Costa e Araújo apontam como um problema a falta de previsão expressa pelo legislador da modalidade de “violência moral” contra os menores, diversamente do que ocorre com a Lei Maria da Penha (vide artigo 7º., V, da Lei 11.340/06). Em suas palavras:
Um problema detectado no novo diploma é que não previu expressamente proteção em face de atos de violência moral. E o legislador se confundiu ainda mais quando, em pontos específicos da exemplificação legal de violência psicológica, cita constrangimento, humilhação etc., circunstâncias essas que mais se aproximam do rótulo de agressão moral do que psicológica. Deveria ter mantido a técnica e guardado o rigor analítico de tal classificação (a exemplo do que foi feito no âmbito da Lei Maria da Penha). De toda sorte, acreditamos ser perfeitamente possível que o inciso V art. 7º da Lei Maria da Penha socorra essa lacuna da Lei Henry Borel, pois a razão intuitiva de ambas as leis parece assim o permitir (proteção de hipervulneráveis). 9
Há acerto parcial na manifestação dos autores supra, pois que realmente no corpo da Lei 14.344/22 não há previsão da modalidade de “violência moral”, tal qual existe no artigo 7º., V, da Lei Maria da Penha. Nem mesmo a norma constante do artigo 2º., Parágrafo Único, da Lei Henry Borel, remetendo o intérprete e aplicador, para fins de caracterização da violência, às definições contidas na Lei 13.431/17, é capaz de solver a questão. Isso porque também este último diploma se abstém de fazer menção expressa à chamada “violência moral” (vide seu artigo 4º.). Malgrado essa falha técnica, é possível perceber que a proteção dos menores com relação à “violência moral” não ficou totalmente esquecida, pois, embora impropriamente, como frisam os autores em destaque, há referências a “constrangimento, humilhação, discriminação, depreciação, desrespeito, agressão verbal, xingamento, ridicularização, indiferença” e “bullying”. Efetivamente não existe a citação expressa da violência moral, mas certamente esta se encontra abrigada no dispositivo da Lei 13.431/17 que trata da “violência psicológica”. Há um desacerto técnico sim, mas meramente formal, não havendo impedimento da tutela das crianças e adolescentes sob o aspecto moral. Em suma, não se pode considerar que haja uma efetiva lacuna legal. Não bastasse isso, conforme os próprios autores apontam, é plenamente aplicável aos casos de violência doméstica e familiar contra menores, por integração, o artigo 7º., V., da Lei Maria da Penha, o qual trata especificamente da “violência moral” (inteligência do expresso no artigo 33 da Lei 14.344/22).

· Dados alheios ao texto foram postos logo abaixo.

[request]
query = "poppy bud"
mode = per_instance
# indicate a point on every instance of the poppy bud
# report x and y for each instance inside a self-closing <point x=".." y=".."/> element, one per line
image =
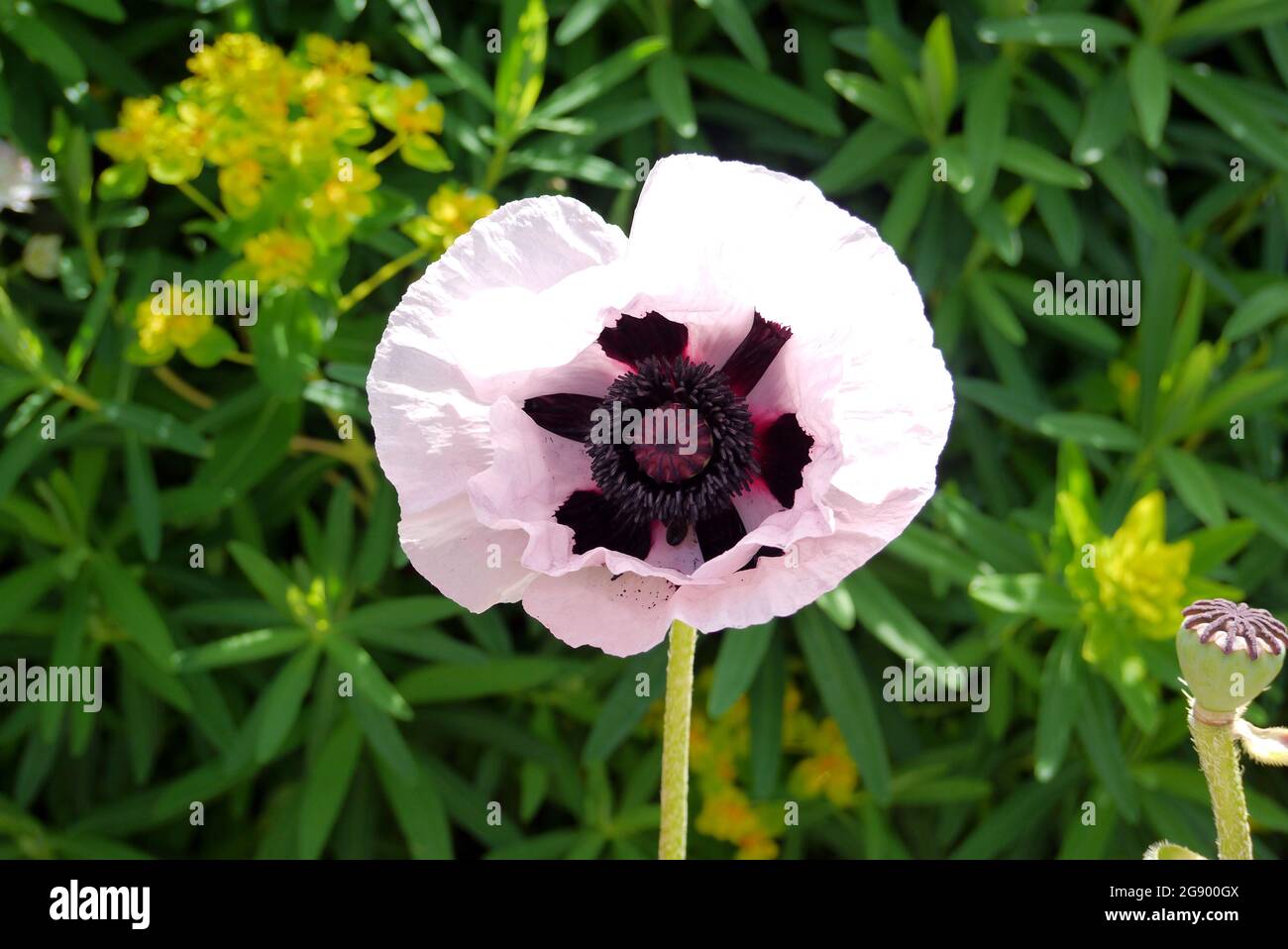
<point x="1229" y="653"/>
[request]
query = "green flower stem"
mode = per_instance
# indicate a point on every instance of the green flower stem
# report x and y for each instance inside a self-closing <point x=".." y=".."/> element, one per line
<point x="675" y="742"/>
<point x="200" y="200"/>
<point x="385" y="273"/>
<point x="1219" y="755"/>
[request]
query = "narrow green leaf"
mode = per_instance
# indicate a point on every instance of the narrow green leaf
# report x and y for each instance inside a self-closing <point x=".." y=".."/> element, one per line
<point x="281" y="702"/>
<point x="243" y="648"/>
<point x="1150" y="90"/>
<point x="326" y="787"/>
<point x="1057" y="704"/>
<point x="835" y="670"/>
<point x="1055" y="30"/>
<point x="737" y="664"/>
<point x="765" y="91"/>
<point x="1194" y="485"/>
<point x="369" y="682"/>
<point x="670" y="90"/>
<point x="142" y="489"/>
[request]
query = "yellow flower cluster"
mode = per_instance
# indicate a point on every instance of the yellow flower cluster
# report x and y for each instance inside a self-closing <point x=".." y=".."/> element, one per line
<point x="162" y="323"/>
<point x="719" y="755"/>
<point x="1138" y="571"/>
<point x="452" y="211"/>
<point x="175" y="318"/>
<point x="286" y="133"/>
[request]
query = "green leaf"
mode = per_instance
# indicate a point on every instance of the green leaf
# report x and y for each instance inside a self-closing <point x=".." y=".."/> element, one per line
<point x="1100" y="738"/>
<point x="1194" y="485"/>
<point x="44" y="46"/>
<point x="1014" y="818"/>
<point x="523" y="59"/>
<point x="1104" y="123"/>
<point x="581" y="17"/>
<point x="995" y="308"/>
<point x="263" y="575"/>
<point x="279" y="705"/>
<point x="737" y="664"/>
<point x="25" y="587"/>
<point x="1095" y="430"/>
<point x="156" y="428"/>
<point x="623" y="708"/>
<point x="835" y="670"/>
<point x="858" y="158"/>
<point x="1253" y="498"/>
<point x="670" y="90"/>
<point x="765" y="91"/>
<point x="132" y="609"/>
<point x="767" y="721"/>
<point x="876" y="99"/>
<point x="893" y="625"/>
<point x="456" y="683"/>
<point x="110" y="11"/>
<point x="1057" y="704"/>
<point x="1026" y="595"/>
<point x="939" y="71"/>
<point x="735" y="22"/>
<point x="1257" y="312"/>
<point x="326" y="787"/>
<point x="1055" y="30"/>
<point x="419" y="810"/>
<point x="369" y="682"/>
<point x="1061" y="222"/>
<point x="240" y="649"/>
<point x="597" y="78"/>
<point x="420" y="20"/>
<point x="988" y="101"/>
<point x="1150" y="90"/>
<point x="1237" y="115"/>
<point x="1164" y="850"/>
<point x="402" y="613"/>
<point x="907" y="206"/>
<point x="1220" y="17"/>
<point x="1038" y="165"/>
<point x="142" y="490"/>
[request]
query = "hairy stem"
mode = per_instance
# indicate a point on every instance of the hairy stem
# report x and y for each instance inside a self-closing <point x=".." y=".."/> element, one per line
<point x="1219" y="755"/>
<point x="675" y="742"/>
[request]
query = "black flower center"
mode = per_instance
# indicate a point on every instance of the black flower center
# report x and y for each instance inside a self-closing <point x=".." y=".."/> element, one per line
<point x="674" y="442"/>
<point x="660" y="471"/>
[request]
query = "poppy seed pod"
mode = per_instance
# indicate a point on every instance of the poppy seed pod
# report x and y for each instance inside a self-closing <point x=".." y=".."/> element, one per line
<point x="1229" y="653"/>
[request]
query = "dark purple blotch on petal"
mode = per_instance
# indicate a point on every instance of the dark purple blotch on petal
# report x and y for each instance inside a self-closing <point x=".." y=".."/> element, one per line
<point x="754" y="355"/>
<point x="563" y="413"/>
<point x="719" y="532"/>
<point x="595" y="523"/>
<point x="784" y="452"/>
<point x="638" y="338"/>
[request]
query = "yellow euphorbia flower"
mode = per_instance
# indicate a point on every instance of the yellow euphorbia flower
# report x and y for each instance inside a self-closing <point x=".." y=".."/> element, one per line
<point x="170" y="320"/>
<point x="407" y="110"/>
<point x="1138" y="572"/>
<point x="279" y="257"/>
<point x="829" y="772"/>
<point x="452" y="211"/>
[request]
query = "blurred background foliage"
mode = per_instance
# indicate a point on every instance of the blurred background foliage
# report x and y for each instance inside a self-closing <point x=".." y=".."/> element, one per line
<point x="330" y="150"/>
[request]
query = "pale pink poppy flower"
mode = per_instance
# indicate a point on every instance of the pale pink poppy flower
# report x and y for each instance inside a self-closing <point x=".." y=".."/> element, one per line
<point x="789" y="325"/>
<point x="20" y="181"/>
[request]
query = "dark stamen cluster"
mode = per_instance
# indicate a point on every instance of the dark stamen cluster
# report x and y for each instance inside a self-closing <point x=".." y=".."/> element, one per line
<point x="1236" y="619"/>
<point x="657" y="382"/>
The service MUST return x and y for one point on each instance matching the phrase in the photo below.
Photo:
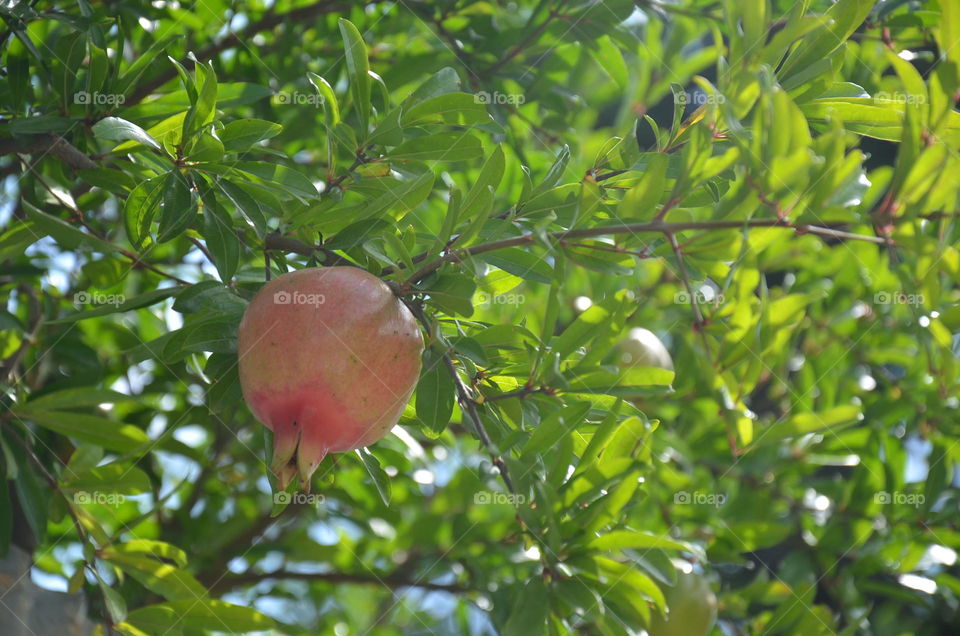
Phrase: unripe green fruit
(642, 348)
(328, 360)
(693, 608)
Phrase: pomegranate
(693, 607)
(328, 359)
(642, 348)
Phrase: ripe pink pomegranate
(328, 359)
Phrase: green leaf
(452, 293)
(380, 478)
(143, 300)
(164, 579)
(151, 548)
(358, 69)
(116, 129)
(248, 207)
(112, 478)
(240, 135)
(328, 100)
(199, 614)
(65, 234)
(33, 494)
(639, 203)
(116, 606)
(521, 263)
(635, 540)
(450, 108)
(529, 614)
(555, 427)
(446, 146)
(141, 208)
(222, 240)
(435, 393)
(179, 207)
(72, 398)
(92, 429)
(833, 419)
(284, 179)
(39, 124)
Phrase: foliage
(769, 186)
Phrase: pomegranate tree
(328, 359)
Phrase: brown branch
(236, 38)
(8, 369)
(276, 242)
(633, 228)
(520, 46)
(390, 581)
(48, 144)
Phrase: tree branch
(390, 581)
(235, 38)
(634, 228)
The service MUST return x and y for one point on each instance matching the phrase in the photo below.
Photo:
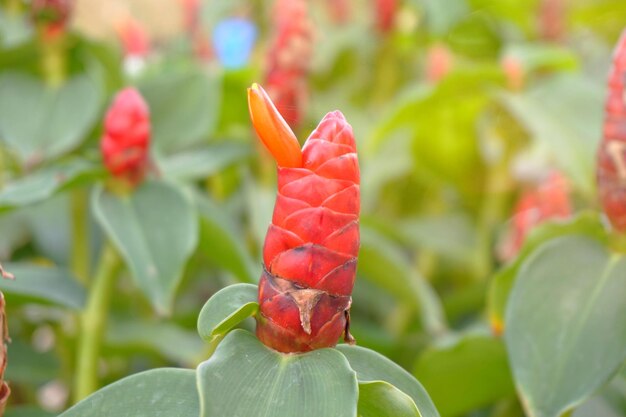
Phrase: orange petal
(272, 129)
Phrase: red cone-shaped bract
(127, 136)
(312, 243)
(548, 201)
(611, 171)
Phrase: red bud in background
(311, 246)
(289, 59)
(385, 14)
(126, 137)
(611, 170)
(549, 201)
(439, 62)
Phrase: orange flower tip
(272, 129)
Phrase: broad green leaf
(157, 337)
(382, 263)
(467, 373)
(371, 367)
(566, 324)
(183, 108)
(200, 163)
(564, 113)
(227, 308)
(585, 224)
(155, 230)
(27, 411)
(164, 392)
(41, 122)
(222, 241)
(45, 283)
(381, 399)
(44, 183)
(246, 378)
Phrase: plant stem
(80, 236)
(93, 323)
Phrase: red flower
(611, 171)
(311, 246)
(549, 201)
(385, 14)
(289, 59)
(127, 136)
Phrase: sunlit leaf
(227, 308)
(246, 378)
(165, 392)
(472, 369)
(566, 324)
(381, 399)
(371, 366)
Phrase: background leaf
(472, 368)
(40, 122)
(566, 324)
(44, 283)
(183, 108)
(155, 230)
(244, 377)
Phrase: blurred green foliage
(457, 110)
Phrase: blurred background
(477, 122)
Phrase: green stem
(93, 324)
(80, 236)
(497, 186)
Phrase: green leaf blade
(566, 324)
(227, 308)
(371, 366)
(245, 378)
(165, 392)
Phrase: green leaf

Por outro lado lembram, com percuciência, os autores enfocados que, tal qual no caso da Lei Maria da Penha, a Lei Henry Borel permite a determinação das medidas protetivas de urgência sem aplicação do contraditório prévio hoje previsto no artigo 282, § 3º., CPP. Isso se justifica porque ambos os diplomas são subsumíveis às exceções previstas pelo próprio artigo 282, § 3º., CPP, quais sejam, as situações de “urgência” ou “perigo de ineficácia”. 10 Poder-se-ia discutir quanto à necessidade de maiores fundamentos a serem aferidos no que tange ao “perigo de ineficácia”, mas parece que tal questionamento se torna inútil diante do próprio nome das medidas protetivas, as quais são “de urgência”. Isso, obviamente, não impede que o magistrado fundamente seu ato de deferimento sem contraditório prévio, seja pela “urgência” expressa pela própria lei, seja também, em reforço, por eventual caso em que também concorra a questão da possível “ineficácia da medida”.